Kemalist Cumhuriyet’in resmi ideolojisi kendisini Fransız Devriminin Anadolu versiyonu olarak görüyordu. Bu sebeple Osmanlı Sultanlığına karşı bir fiili bir mücadele verilmemesine ve aksine Batı’ya karşı bir mücadele verilmesine rağmen Cumhuriyet, Tıpkı Fransız Devriminin krallık ve din karşıtı tüm söylemini Osmanlı ve Hilafet karşıtlığı üzerinden tekrarladı.

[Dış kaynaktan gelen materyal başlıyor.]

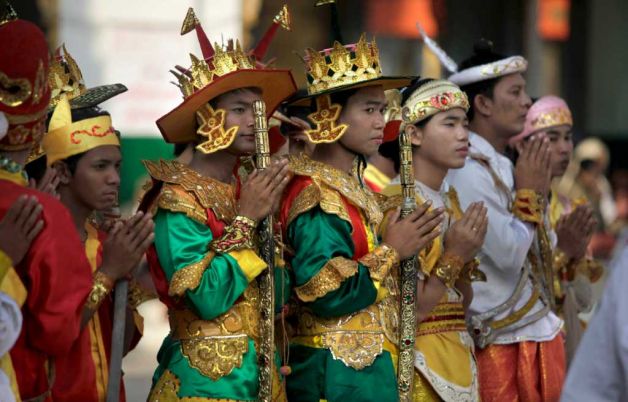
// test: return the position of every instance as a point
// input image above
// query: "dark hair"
(215, 101)
(78, 115)
(36, 169)
(179, 148)
(342, 97)
(390, 149)
(483, 53)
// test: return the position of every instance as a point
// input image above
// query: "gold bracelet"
(529, 206)
(100, 289)
(380, 261)
(239, 235)
(448, 269)
(561, 261)
(472, 273)
(137, 295)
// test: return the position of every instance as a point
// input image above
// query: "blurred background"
(575, 48)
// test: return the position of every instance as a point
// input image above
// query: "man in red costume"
(55, 272)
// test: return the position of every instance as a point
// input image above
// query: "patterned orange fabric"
(525, 371)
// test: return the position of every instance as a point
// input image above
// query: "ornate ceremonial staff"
(409, 269)
(267, 252)
(118, 331)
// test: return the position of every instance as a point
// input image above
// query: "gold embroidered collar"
(348, 185)
(210, 193)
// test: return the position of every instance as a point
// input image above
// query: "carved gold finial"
(324, 2)
(284, 19)
(190, 22)
(7, 13)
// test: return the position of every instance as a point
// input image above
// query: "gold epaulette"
(187, 191)
(307, 199)
(330, 185)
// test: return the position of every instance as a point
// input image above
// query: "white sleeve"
(508, 239)
(599, 369)
(10, 323)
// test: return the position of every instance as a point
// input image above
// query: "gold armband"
(380, 261)
(529, 206)
(237, 236)
(137, 295)
(471, 272)
(100, 289)
(448, 269)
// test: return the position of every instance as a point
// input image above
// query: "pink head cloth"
(547, 111)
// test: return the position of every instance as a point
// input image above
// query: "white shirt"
(506, 244)
(599, 371)
(10, 326)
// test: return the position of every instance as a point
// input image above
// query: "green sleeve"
(180, 242)
(316, 238)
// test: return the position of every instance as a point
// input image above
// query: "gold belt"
(241, 319)
(215, 347)
(446, 317)
(356, 339)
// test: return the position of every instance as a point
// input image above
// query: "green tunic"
(179, 243)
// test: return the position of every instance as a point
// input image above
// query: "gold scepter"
(409, 270)
(267, 252)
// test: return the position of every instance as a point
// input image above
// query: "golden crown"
(341, 65)
(225, 60)
(431, 98)
(65, 77)
(219, 60)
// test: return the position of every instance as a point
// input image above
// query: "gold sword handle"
(408, 278)
(267, 253)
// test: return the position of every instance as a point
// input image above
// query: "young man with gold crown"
(204, 261)
(344, 345)
(521, 352)
(572, 220)
(83, 148)
(55, 272)
(434, 119)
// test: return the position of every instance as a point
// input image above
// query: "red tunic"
(58, 279)
(91, 353)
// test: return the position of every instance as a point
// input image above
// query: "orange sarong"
(522, 372)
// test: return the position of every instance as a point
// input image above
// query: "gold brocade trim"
(448, 269)
(355, 349)
(445, 317)
(97, 344)
(215, 357)
(307, 199)
(380, 261)
(519, 314)
(189, 277)
(175, 198)
(529, 206)
(240, 234)
(331, 203)
(241, 319)
(355, 339)
(342, 65)
(325, 119)
(166, 389)
(138, 295)
(15, 91)
(328, 279)
(210, 193)
(100, 289)
(327, 177)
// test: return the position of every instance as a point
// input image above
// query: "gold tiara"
(341, 65)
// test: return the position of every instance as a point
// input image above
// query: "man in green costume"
(344, 347)
(204, 261)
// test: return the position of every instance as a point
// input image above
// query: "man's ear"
(483, 105)
(416, 134)
(63, 172)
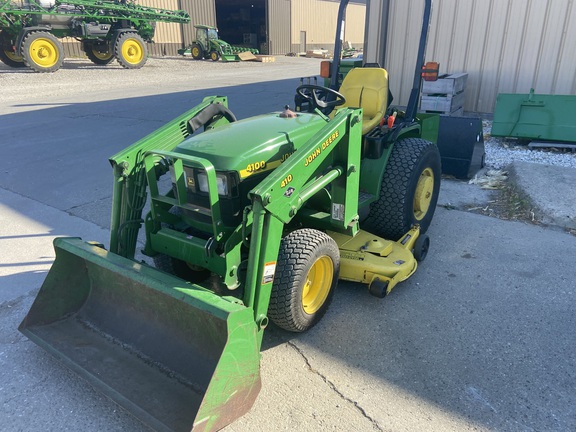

Fransız resim sanatının başyapıtlarından biri olarak kabul edilen yağlı boya tablo olan “Halka Yol Gösteren Özgürlük”, Fransız romantik ressamlarından Eugene Delacroix tarafından yapılmıştı. Tablonun taklidi ise Cumhuriyet’in ideolojik sanatına Zeki Faik İzer'in "İnkılap Yolunda" tablosu olarak yansıyacaktı:



Türkiye Cumhuriyeti, 87 yıllık dönem içerisinde devletin bekâsını “Komünizm-Kürtçülük-İslamcılık belasından korumak için İstiklal Mahkemeleri, Devlet Güvenlik Mahkemeleri, Özel Yetkili Mahkemeler; toplu katliamlar, terbiye etme ve kıyım seferleri, kirli savaşlar, darağaçları, sokak infazları, gözaltında kayıplar, hapsetmeler gibi yöntemlere başvurdu.


87 yıllık Cumhuriyetin ürettiği kendine ait bir “değer” ve insanlığa kattığı önemli bir “buluş” bulunmuyor. Cumhuriyet resmî ideolojisinin ülkede saltanat yanlısı bulunmamasına rağmen Osmanlı’ya karşı olan menfî tavrının ise tarihsel süreç içerisinde reforma tabi tutulduğu da bir gerçek. Buna rağmen halen Türkiye toprakları üzerinde yaşayan farklı kimliklere karşı devletin mesafeli tutumu Cumhuriyet’in “yenilenmesi” gerekliliğini ortaya koyuyor. Gayri-müslim azınlıkların hakları, Kürt sorunu, İslâmî yaşam tarzı üzerindeki baskılar ve komşularla olan savaş konseptinin dünyanın değişen dengeleri ile değişmesine karşı halen direnen bir bürokrasinin ve askerî vesayetin varlığı da aşikâr…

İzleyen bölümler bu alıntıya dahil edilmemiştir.